The Gifford Pinchot National Forest is the native habitat for several threatened species which include the spotted owl (threatened 2012) as well as multiple species of Northwest fish like the bull trout (threatened 1998), chinook salmon (threatened 2011), coho salmon (threatened 2011) and steelhead (threatened 2011).

The area is also home to several large predators including black bears and mountain lions. The US Forest Service advises visitors to follow bear country and cougar country protocols such as properly disposing of trash and food scraps.

People for over 6,000 years have made an impact on the ecology of the Gifford Pinchot National Forest. Native Americans hunted in high meadows below receding glaciers. The natives then began to manage the forest to meet their own needs. One method they used was to burn specific areas to help in the huckleberry production. About 338 spots, more than 6,000 culturally modified trees were identified, of which 3,000 are now protected. Archaeological investigations are supported by the United States Forest Service.
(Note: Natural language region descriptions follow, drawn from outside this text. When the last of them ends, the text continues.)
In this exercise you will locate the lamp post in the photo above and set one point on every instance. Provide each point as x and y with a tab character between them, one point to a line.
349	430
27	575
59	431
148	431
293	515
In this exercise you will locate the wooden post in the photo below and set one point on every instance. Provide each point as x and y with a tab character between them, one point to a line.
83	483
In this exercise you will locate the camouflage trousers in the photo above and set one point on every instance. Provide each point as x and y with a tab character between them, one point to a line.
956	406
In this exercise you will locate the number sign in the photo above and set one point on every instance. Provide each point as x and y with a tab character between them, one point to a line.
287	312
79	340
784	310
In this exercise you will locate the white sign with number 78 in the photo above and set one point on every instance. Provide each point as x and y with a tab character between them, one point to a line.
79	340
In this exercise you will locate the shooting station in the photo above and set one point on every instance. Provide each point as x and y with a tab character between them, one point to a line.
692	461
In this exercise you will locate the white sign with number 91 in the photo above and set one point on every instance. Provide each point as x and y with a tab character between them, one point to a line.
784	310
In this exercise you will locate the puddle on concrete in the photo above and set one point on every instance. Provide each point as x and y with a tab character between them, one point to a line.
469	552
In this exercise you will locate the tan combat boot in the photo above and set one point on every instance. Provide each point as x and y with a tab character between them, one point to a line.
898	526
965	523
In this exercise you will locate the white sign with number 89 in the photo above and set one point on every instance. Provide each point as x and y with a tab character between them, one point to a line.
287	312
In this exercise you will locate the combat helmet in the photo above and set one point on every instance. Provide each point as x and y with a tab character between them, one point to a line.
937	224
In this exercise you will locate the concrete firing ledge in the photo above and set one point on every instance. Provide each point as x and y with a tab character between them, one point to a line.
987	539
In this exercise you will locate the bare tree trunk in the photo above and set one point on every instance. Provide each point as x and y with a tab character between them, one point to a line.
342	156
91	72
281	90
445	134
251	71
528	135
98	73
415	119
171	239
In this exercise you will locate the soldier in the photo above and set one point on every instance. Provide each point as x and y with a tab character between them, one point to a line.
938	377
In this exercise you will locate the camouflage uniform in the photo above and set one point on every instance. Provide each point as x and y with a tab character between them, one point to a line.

The forest was home to the Big Tree at the southern flank of Mt Adams, one of the world's largest Ponderosa Trees.

== Huckleberry harvesting ==
Gifford Pinchot National Forest operates the only large-scale commercial huckleberry harvesting program among the region's national forests. Huckleberries have proven challenging to cultivate, so consequently they are harvested commercially each summer from wild populations. Historically, treaties with Native American tribes protected huckleberry patches for tribal use, such as the Treaty of 1855 with the Yakama. After the establishment of the Forest Service in 1905 lands in the Gifford Pinchot were declared public and the berries were considered a "special forest product" that could be publicly harvested. In 1932, the Forest Service agreed in a handshake agreement that collection in 2,800 acres of Sawtooth fields would be exclusively for River People. Signs on Forest Road 24 mark this area to the east of the road. The increased activity of commercial harvesters has made it challenging to locate undisturbed, productive berry patches, which were once primarily utilized by local pickers.

In the National Forest, buyers purchase huckleberries from harvesters at $27.50 per gallon. The forest issues seasonal permits to commercial pickers, priced at $105, which allow a maximum harvest of 70 gallons. An alternative two-week permit costs $60, with no specified gallon limit. The forest sold 928 permits the previous year, generating a total revenue of $83,445.